The young man shook his head. 'Very sorry, squire, it's quite impossible to-night. It is Friday night, choir practice you know, and there is a lantern lecture in the mission hall. I ought to be there already, helping Griffin with the slides.'

'All right, Sunday evening then, at the usual time,' said the squire cordially as the curate left him, and, as he looked after him, he criticised him as a busy fellow, not likely to set the Thames on fire perhaps, but essentially the right man in the right place.
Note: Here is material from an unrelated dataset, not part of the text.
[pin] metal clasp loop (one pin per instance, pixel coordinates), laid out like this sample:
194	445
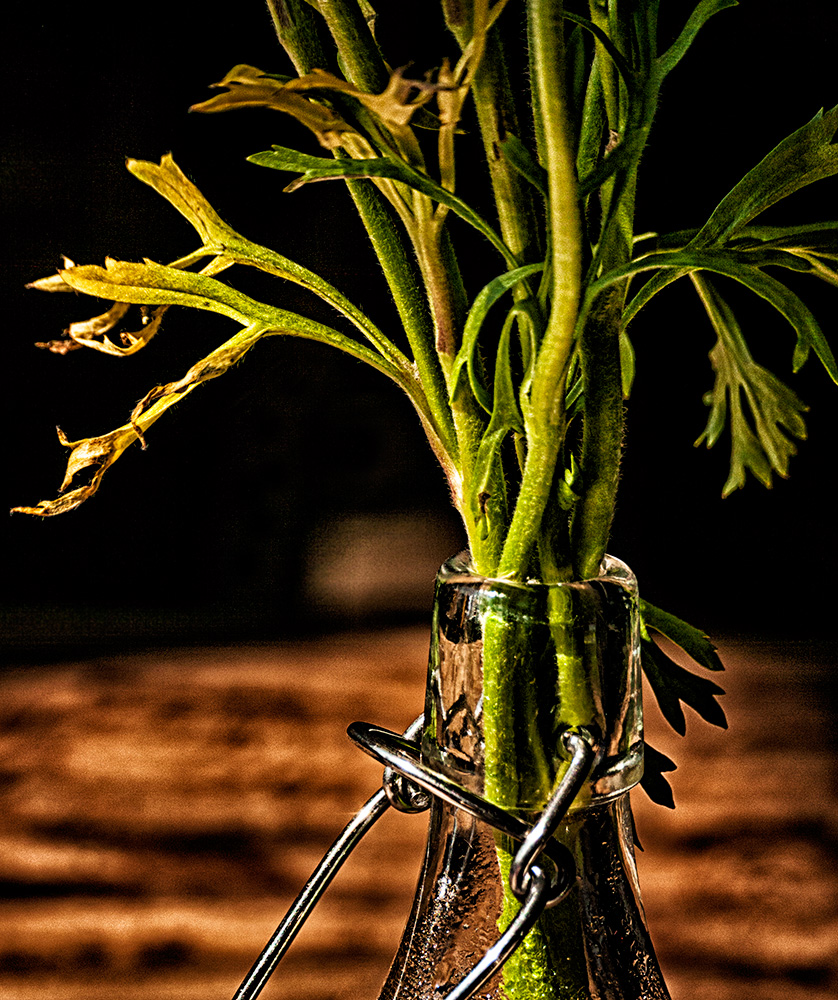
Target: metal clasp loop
407	779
His own progress was a good deal slower; not that he found the hill too steep, for, in spite of his fifty years, he was still perfectly sound of wind and limb, as was shown by his athletic movements, the fresh healthy colour on his cheeks, and the clear blue of his eyes, but rather because he seemed loth to tear himself away from 'The Retreat' and his new tenant. Even when he had reached the little post office that crowned the summit, he did not turn off towards his own place till he had spent another five minutes contemplating the stack of chimney-pots sending out thick puffs of white smoke into the quiet evening sky, and listening attentively to the cheerful sound of a tinkling piano blended with the gentle lowing of the cattle on the marsh below. After all, he told himself, he was very glad Seaton had called, for apart from his duty as a clergyman it was only a kind and neighbourly thing to do.